In the evening we ate in a pub. Since smoking is no longer allowed, pubs installed street counters for smokers who have to smoke outside on the sidewalk.




After all the fuss about the da Vinci code (Dan Browns book), we decided to visit the Temple church of the Templars. On the left is the beautiful Romanesque entrance portal of this late 12th c. church.


Inside this round church based on the Church of the Holy Sepulchre in Jerusalem there are a number of tombs.




One of the major reasons we wanted to stop in London was to visit the British Museum again.


We found this vivid Tibetan Tantric sculpture (early 19th c). Depicted is Yamantaka Vajrabhairava, a fierce Tantric deity for overcoming evil and death. He is a frightening manifestation of Manjusri – the Bodhisattva of knowledge. Yamantaka has become the tutelary deity of the Dalai Lamas and of the Gelugpa (Yellow Hat) school of Tibetan Buddhism. Yamantaka is shown embracing Vajravarahi his wisdom partner. Their union represents the spiritual passion for enlightenment.


On the right is a stoneware figure of Budai dating from 1486 (Ming Dynasty).
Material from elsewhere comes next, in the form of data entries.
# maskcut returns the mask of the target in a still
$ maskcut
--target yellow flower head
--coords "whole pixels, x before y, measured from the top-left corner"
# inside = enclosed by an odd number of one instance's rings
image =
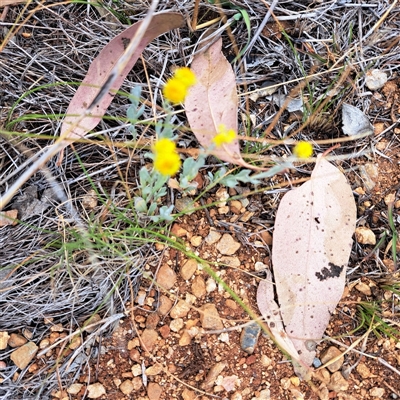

Budai, the fat smiling monk, is an accretion of several Chinese Buddhist legends. He is sometimes regarded as and incarnation of Maitreya the future Buddha who will follow Shakyamuni. It is in this role that Budai is placed in the entrance halls to temples and monasteries.


We’ve always been told that rubbing this ubiquitous fat and happy monk’s tummy brings good luck. The Chinese think that being fat is a sign of the prosperity they wish. However, in the British Museum we learned that he sometimes is a Buddha image!




Our most fascinating find was an assortment of Assyrian stone reliefs from Nimrud dating from about 865-860 BCE.


King Ashurnasirpal II appears twice, dressed in ritual robes and holding the mace symbolizing authority. In front of him is a sacred tree (symbolizing life) and he makes a gesture of worship to a god in a winged disc. The god (perhaps the sun god Shamash) has a ring in one hand; this is an ancient Mesopotamian symbol of god-given kingship.


What we found so fascinating is the depiction of the god in the winged disc. The Zoroastrian tradition, rigidly codefied under the Sassanian rule (2nd through 6th c. CE), calls it a Fravahar or guardian soul and gives extensive symbolic meaning to all of its components (wings, ring etc). See our Iranian website.


This ancient Mesopotamian deity was adopted some 300 years later by the Achemenids where it is found abundantly (see the tombs of Naqsh-e-Rostam and Persepolis). There is no mention in any of the Achemenid writings of Zoroaster. It seems likely that when Zoroastrianism became a formal religion much after the Achemenids, this Mesopotamian deity was also incorporated into that tradition.